What is FATCA (Foreign Account Tax Compliance Act) & Understanding it?

What is FATCA (Foreign Account Tax Compliance Act) & Understanding it?

Don’t get confused by the extended title; FATCA is as simple as any other tax idea you should become conversant with. It refers to a tax law that makes American citizens home and away to file yearly tax reports on their foreign accounts. 

The FATCA was sanctioned in 2010 as a part of the Hiring Incentives to Restore Employment (HIRE) which is the act that endorses transparency in the worldwide financial services sector. FATCA was integrated into the law by President Barack Obama to incentivize businesses to employ unemployed individuals because of the unemployment rates that hit the roof in the 2008 financial crunch. 

The goal of FATCA is to get rid of tax evasion by businesses and individuals in America.

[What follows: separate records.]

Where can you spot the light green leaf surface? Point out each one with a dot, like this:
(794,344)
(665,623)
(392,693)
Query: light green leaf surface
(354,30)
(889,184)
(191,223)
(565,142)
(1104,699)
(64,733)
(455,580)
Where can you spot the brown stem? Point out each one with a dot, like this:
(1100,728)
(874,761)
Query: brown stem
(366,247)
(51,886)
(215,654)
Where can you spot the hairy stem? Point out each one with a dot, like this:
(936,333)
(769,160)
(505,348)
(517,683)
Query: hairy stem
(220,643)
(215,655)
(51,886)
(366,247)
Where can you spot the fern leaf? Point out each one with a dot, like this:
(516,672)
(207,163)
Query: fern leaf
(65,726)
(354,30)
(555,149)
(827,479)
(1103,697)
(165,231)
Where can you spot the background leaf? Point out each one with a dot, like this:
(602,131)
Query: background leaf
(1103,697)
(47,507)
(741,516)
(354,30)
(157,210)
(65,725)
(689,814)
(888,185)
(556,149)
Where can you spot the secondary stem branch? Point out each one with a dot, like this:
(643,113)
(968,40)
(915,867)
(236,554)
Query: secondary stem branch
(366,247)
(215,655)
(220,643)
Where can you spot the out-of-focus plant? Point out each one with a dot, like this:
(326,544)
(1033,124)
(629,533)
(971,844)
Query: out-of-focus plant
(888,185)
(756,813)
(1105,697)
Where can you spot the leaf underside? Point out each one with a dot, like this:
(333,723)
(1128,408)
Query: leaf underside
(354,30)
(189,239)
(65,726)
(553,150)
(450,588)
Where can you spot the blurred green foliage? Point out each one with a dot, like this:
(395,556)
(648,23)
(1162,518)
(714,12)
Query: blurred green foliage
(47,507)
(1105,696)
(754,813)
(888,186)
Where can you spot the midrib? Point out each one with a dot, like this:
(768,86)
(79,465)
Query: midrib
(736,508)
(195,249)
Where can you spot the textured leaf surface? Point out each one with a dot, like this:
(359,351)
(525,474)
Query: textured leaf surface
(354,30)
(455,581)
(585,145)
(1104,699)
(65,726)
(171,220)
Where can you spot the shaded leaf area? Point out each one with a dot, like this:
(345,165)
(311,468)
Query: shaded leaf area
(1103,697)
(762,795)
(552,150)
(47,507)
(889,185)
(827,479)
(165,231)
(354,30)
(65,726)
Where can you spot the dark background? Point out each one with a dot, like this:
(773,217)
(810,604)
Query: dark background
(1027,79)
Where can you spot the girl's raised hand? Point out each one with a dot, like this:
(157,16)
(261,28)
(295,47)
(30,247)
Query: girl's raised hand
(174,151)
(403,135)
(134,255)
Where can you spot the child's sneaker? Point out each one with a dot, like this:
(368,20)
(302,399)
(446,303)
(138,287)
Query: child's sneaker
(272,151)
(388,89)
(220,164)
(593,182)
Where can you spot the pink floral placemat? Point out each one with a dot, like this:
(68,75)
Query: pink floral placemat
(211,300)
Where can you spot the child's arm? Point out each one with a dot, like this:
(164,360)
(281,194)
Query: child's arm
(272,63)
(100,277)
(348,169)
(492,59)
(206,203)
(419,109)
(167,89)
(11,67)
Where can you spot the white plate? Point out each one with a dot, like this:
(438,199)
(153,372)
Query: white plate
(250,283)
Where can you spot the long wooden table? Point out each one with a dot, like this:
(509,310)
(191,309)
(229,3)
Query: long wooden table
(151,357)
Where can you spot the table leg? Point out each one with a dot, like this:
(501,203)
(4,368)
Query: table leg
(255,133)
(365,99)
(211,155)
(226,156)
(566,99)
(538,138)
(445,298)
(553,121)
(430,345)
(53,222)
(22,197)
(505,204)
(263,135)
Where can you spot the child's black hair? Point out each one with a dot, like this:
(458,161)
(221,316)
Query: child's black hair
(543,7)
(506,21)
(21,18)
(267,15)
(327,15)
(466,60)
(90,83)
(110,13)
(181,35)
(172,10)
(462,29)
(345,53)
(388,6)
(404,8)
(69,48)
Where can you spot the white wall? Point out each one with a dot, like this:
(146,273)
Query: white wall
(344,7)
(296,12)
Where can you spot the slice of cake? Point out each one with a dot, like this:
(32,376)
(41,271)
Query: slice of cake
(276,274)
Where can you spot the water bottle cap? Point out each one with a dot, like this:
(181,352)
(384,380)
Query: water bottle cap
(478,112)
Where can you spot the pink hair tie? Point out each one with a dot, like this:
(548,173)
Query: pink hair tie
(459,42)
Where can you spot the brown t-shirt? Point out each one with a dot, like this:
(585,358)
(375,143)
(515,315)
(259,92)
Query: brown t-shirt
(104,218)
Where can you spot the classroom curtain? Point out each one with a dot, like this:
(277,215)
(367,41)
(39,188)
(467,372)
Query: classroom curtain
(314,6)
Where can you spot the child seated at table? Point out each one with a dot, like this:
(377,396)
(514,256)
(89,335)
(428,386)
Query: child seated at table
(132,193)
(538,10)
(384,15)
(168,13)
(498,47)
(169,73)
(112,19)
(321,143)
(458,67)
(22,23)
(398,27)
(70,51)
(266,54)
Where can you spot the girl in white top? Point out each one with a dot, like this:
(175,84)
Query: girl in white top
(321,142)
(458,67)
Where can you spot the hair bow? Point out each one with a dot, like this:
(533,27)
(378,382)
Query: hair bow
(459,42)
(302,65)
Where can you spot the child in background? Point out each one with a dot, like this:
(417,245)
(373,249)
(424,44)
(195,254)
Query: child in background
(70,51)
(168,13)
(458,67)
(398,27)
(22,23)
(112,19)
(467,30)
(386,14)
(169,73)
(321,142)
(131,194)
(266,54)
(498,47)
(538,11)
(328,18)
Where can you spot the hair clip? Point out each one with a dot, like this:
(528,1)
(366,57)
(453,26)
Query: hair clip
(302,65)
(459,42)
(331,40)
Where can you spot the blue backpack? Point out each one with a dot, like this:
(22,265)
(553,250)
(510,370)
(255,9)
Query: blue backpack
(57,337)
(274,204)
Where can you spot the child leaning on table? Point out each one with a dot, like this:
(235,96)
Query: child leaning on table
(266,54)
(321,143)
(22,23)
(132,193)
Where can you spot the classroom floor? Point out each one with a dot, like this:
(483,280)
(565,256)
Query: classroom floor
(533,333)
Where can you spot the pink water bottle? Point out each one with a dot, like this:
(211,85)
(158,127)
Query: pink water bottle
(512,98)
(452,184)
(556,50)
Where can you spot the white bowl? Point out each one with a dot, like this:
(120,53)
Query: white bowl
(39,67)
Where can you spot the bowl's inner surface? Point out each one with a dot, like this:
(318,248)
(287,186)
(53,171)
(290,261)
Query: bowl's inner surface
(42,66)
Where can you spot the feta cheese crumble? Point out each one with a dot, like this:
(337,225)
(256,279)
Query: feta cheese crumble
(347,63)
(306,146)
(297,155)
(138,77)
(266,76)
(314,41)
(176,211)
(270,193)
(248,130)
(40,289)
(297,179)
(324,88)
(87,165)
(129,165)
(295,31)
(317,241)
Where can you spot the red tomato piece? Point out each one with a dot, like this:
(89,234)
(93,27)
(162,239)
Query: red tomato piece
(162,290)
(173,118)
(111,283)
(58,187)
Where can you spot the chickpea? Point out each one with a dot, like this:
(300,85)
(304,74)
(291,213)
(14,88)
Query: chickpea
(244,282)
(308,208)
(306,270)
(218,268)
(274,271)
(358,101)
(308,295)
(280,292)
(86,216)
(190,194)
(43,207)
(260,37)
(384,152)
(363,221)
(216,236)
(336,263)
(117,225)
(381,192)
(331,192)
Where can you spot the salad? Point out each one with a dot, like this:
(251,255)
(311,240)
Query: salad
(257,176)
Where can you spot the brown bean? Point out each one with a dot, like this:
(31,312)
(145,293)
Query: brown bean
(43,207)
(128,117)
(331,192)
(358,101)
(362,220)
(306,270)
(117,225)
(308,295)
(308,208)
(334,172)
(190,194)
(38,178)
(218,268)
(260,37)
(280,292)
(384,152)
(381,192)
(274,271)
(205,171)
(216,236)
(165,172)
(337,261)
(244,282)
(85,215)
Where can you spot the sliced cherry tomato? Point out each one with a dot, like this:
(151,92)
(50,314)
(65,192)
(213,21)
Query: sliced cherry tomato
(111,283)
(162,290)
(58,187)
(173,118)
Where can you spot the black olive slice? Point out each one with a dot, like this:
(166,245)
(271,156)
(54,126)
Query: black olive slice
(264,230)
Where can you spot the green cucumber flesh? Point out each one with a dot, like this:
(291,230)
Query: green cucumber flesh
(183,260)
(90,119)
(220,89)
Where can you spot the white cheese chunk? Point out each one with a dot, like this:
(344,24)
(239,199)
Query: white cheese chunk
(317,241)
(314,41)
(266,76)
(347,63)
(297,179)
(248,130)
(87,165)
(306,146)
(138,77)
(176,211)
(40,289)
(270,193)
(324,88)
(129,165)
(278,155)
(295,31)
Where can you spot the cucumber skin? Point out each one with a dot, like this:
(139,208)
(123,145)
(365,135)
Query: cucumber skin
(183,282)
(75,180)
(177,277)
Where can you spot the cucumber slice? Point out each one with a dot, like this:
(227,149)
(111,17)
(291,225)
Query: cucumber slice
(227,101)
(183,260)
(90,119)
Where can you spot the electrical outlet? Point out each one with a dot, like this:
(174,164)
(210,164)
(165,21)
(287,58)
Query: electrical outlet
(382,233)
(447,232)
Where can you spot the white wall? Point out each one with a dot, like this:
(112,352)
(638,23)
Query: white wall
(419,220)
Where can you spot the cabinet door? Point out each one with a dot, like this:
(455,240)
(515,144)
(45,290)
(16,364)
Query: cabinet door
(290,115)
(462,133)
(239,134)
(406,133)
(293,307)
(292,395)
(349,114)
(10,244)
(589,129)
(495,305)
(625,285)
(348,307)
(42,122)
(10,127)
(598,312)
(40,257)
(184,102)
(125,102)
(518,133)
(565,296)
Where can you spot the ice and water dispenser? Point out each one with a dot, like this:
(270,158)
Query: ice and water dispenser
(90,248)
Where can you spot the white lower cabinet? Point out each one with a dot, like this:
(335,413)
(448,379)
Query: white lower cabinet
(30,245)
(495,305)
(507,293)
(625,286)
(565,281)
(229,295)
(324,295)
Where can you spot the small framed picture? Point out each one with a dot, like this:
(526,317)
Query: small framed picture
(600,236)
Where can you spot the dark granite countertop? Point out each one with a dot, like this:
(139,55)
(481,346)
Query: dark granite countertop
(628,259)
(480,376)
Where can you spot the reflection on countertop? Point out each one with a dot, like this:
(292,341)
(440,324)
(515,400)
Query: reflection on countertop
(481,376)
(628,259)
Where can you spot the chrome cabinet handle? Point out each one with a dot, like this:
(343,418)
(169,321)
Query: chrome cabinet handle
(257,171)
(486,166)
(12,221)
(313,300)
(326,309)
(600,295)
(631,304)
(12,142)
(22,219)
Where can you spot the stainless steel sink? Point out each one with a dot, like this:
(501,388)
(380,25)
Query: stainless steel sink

These are businesses and people that invest, operate, and earn taxable revenue overseas. Although it is not abnormal to control offshore accounts, the inability to disclose the account is also viewed as illegal because America places taxes on every income and asset of its citizens on a global level. 

The funding for the HIRE incentives was generated from Congress’s inclusion of revenue-generating provisions in the HIRE ACT through FATCA. The FATCA sector also demands that all American taxpayers will report their financial assets outside the country annually. 

Taxing income from the foreign-based assets boosts America’s revenue streams and places all proceeds into its incentive account that enables job stimulation. The U.S citizens who fail to report their overseas accounts, assets, and holdings valued at over $50,000 annually will be penalized. 

There are some requirements to be submitted for FATCA, and these include specified foreign assets, which the IRS lists as: 

  • Foreign stockholdings 

  • Foreign pensions 

  • Foreign hedge funds 

  • Foreign issued life insurance 

  • Foreign real estate is held through an overseas entity. However, you don’t have to report the actual estate. You only need to register the property itself as a foreign asset.

  • You don’t have to file for your foreign home.

For non-American foreign financial institutions and non-financial foreign units are expected to comply with the new law and disclose the identities of American citizens. They are also mandated to report to the IRS the value of their assets in banks or the FATCA intergovernmental agreement. 

The FFIs that don’t cooperate with the IRS will be exempted from the American market and have 30% of withholdable payment withheld from them as a penalty. In this instance, withholdable costs are the income from America’s financial assets in banks and cut across dividends, interests, wages, remunerations, salaries, and wages. 

For reporting thresholds, foreign assets will vary based on if you file a joint income tax return or if the person lives abroad. The IRS maintains that if you live as a single person or file independently from your spouse.

The IRS requests for Form 8938 from the taxpayers that live abroad with the following circumstances:

  • The individual is married and reporting a joint income tax return, with the total value of the specific foreign monetary assets being over $400,000.

  • The individual is not married but filing a joint income tax return with the total value of financial assets at $200,000. 

If forms are not filed, the IRS can penalize the individual with fines getting up to $10,000 and an additional $50,000 if the person continuously fails to file even after the IRS’s notification. 

If you have assets abroad and are keen on getting your taxes right, you need to adhere to the rules binding FATCA. Yes, it may seem like it is a lot of work, but it is required if you don’t want to get into the IRS defaulters list.